Is there a good step-by-step book for BOP rear ends? I can only find a generic GM book that is clearly all about Chevys. I've heard that BOP gears are slightly different. What else is different? I need the Crayolas and picture version for the complete idiot.

Thanks!

Shooter


----------



## PontiacJim (Dec 29, 2012)

Personally, I would not rebuild a rear end. I do most things myself, but that and transmissions I leave to those who do them regularly. You will need to buy some tools to make sure you get the correct pinion depth and the correct wear pattern on the ring gear.

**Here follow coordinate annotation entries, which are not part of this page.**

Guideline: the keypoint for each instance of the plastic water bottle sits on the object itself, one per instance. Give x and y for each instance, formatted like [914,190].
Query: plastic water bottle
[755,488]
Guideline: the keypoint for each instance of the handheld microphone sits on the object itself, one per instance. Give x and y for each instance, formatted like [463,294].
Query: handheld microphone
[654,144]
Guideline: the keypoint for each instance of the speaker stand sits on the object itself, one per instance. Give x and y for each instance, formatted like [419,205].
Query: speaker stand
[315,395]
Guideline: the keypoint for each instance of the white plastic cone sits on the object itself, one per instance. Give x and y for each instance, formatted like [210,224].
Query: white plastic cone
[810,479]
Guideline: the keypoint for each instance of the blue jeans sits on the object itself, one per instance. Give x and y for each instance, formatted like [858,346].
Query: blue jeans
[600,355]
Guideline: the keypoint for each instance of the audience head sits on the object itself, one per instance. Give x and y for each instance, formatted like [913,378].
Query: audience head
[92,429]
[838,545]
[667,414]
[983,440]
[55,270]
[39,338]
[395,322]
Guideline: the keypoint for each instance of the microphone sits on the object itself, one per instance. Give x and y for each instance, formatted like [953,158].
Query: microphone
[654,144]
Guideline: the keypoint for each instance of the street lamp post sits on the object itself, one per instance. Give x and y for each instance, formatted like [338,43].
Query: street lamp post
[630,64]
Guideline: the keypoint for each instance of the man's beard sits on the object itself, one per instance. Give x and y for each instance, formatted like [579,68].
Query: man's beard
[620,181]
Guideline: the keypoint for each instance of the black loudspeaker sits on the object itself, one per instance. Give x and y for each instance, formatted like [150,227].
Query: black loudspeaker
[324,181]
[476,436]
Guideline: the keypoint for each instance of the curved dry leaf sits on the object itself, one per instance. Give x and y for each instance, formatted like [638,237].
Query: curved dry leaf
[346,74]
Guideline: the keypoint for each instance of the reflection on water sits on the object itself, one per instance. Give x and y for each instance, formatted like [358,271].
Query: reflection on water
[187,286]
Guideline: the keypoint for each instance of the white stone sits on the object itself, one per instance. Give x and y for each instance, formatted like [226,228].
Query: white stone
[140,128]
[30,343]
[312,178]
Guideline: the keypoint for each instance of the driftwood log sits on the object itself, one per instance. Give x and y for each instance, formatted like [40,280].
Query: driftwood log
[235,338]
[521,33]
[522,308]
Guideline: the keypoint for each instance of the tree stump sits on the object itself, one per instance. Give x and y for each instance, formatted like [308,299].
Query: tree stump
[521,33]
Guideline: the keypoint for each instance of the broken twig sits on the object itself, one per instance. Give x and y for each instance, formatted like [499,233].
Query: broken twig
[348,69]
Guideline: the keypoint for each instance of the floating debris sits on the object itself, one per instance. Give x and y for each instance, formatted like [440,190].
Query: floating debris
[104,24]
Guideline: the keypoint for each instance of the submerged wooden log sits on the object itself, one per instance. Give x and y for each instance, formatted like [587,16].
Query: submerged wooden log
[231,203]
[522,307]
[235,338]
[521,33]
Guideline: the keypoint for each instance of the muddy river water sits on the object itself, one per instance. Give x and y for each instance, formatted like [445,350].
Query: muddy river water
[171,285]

There is a crush sleeve that requires a little muscle to crush and if you crush it too much, then you get to re-do it with another.

Chevy 8.2 10-bolts use a C-clip to hold the axles in. Pontiac uses a bearing retainer at the end of the axle tube. You may have already read this, but it gives a good overview: https://www.hemmings.com/blog/article/b-o-p-rear-axles/

Here is a little more info. It lists the gear ratio's that work with a given carrier range. You can also see what rebuild kits consist of: https://www.drivetrainshop.com/GM_8_2_s/110.htm


----------



## Shooter (Nov 7, 2015)

Jim,
Merry Christmas! Just getting time to sit back down and read this. Your recommendation makes sense. I knew I couldn't press on new gears but I try to do was much of a job as I can. That's half the fun. Think I'll try and locate a differential guy and ask him what I can do before I take it to him to have the job completed (correctly!).


----------